| 31/12/2004 | 00:00 Il ciclismo italiano conta su di loro e noi, a loro, facciamo i conti in tasca. E i conti, per quanto riguarda i due volti più belli del ciclismo italiano, Ivan Basso e Damiano Cunego, in rigoroso ordine alfabetico e anagrafico, tornano eccome.
Piacciono, e su di loro stanno investendo e altri sono pronti a farlo. Gli uffici marketing di note case di abbigliamento, auto ed elettronica stanno prendendo in seria considerazione questi due talenti purissimi del ciclismo di casa nostra, per fare in modo che diventino testimonial dei loro prestigiosi marchi.
Intanto Damiano Cunego, 23 anni, numero uno del ciclismo mondiale si è visto lievitare il proprio ingaggio dopo il successo al Giro d'Italia e una stagione a dir poco da favola. Da 50 mila euro è passato a 800 mila che gli sono arrivati direttamente dalla squadra (la Saeco). A questi vanno sommati i guadagni che sono arrivati dai circuiti a ingaggio (circa 5 mila euro in Italia e 10 mila all'estero), dalle numerose comparsate televisive e dagli sponsor personali: casco, occhiali, cardiofrequenzimetro, ciclocomputer, scarpe: il «Piccolo Principe» adesso può contare su un ingaggio annuo di 1250 mila euro.
Anche Ivan Basso, terzo al Tour de France, e numero undici al mondo, non è da meno. Ha quattro anni di più del Piccolo Principe, e una lenta ma costante maturazione. Biarne Riis, il suo team manager, l'ha strappato alla Fassa Bortolo di Giancarlo Ferretti a suon di euro. Non è un mistero: Basso veniva da un paio di stagioni buone ma prive di vittorie. Ferron ci credeva ma fino ad un certo punto. Il tecnico danese, vincitore del Tour '96, invece ha sempre creduto - proprio come Armstrong - che il varesino di Cassano Magnago fosse fatto per le corse a tappe e in particolare per la Grande Boucle. Per dimostrare Ivan quanto fosse convinto gli ha messo sotto il naso un contratto al quale era diffcile poter dire di no. 900 mila euro, premi esclusi. Ai quali, vanno aggiunti poi gli sponsor personali e i molti circuiti - soprattutto in Belgio, Olanda e Danimarca - che il varesino ha disputato subito dopo il Tour. Anche Basso, il suo ingaggio è sui 1300 euro.

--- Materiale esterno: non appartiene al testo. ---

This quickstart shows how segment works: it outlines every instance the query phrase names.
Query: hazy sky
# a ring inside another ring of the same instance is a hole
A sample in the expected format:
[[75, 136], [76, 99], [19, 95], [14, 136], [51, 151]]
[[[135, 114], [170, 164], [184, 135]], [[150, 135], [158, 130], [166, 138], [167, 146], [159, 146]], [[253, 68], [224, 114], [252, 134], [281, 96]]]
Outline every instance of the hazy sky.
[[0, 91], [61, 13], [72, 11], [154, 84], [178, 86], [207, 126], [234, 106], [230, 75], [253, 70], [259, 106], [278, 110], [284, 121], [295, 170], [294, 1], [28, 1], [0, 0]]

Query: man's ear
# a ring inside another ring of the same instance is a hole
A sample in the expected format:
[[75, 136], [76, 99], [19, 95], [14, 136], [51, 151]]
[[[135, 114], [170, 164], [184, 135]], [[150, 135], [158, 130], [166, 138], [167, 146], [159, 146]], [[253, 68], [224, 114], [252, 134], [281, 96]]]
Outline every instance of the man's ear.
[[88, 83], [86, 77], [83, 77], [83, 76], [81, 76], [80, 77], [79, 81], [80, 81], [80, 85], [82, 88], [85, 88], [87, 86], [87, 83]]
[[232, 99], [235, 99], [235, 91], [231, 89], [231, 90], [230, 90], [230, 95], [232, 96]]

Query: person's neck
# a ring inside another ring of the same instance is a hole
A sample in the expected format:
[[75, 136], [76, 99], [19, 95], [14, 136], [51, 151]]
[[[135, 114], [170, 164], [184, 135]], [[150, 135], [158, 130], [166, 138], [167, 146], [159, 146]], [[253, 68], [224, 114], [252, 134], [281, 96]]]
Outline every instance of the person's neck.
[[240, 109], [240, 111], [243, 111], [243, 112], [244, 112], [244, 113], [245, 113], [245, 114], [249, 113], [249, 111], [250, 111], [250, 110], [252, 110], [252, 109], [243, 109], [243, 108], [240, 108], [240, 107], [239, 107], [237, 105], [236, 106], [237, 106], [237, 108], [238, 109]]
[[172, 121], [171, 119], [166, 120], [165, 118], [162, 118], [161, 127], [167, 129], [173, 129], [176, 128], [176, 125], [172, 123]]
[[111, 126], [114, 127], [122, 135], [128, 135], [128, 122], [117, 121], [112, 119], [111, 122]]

«E nonostante Riis abbia avuto quest'anno qualche problema di budget per allestire la squadra - racconta il varesino, iridato tra gli under'23 nel '98 -, mi ha ugualmente dato un piccolo aumento», dice. E un merito va anche a Riis, che i corridori sa sceglierli ma sa anche motivarli con gesti concreti. Basti pensare a Michele Bartoli, che in possesso di un altro anno di contratto, ma mentalmente demotivato, ha deciso di chiudere anzitempo la carriera, e Riis gli ha ugualmente riconosciuto la metà di quanto era stato pattuito. E l'altra metà? Molti se la sarebbero tenuta in tasca, Riis, invece, ha deciso di investirla nei corridori, andando a ritoccare un po' tutti gli ingaggi. Come si dice? I conti tornano, e a volte, ritornano: nelle tasche dei corridori. E di questi tempi non è poi un fatto così scontato.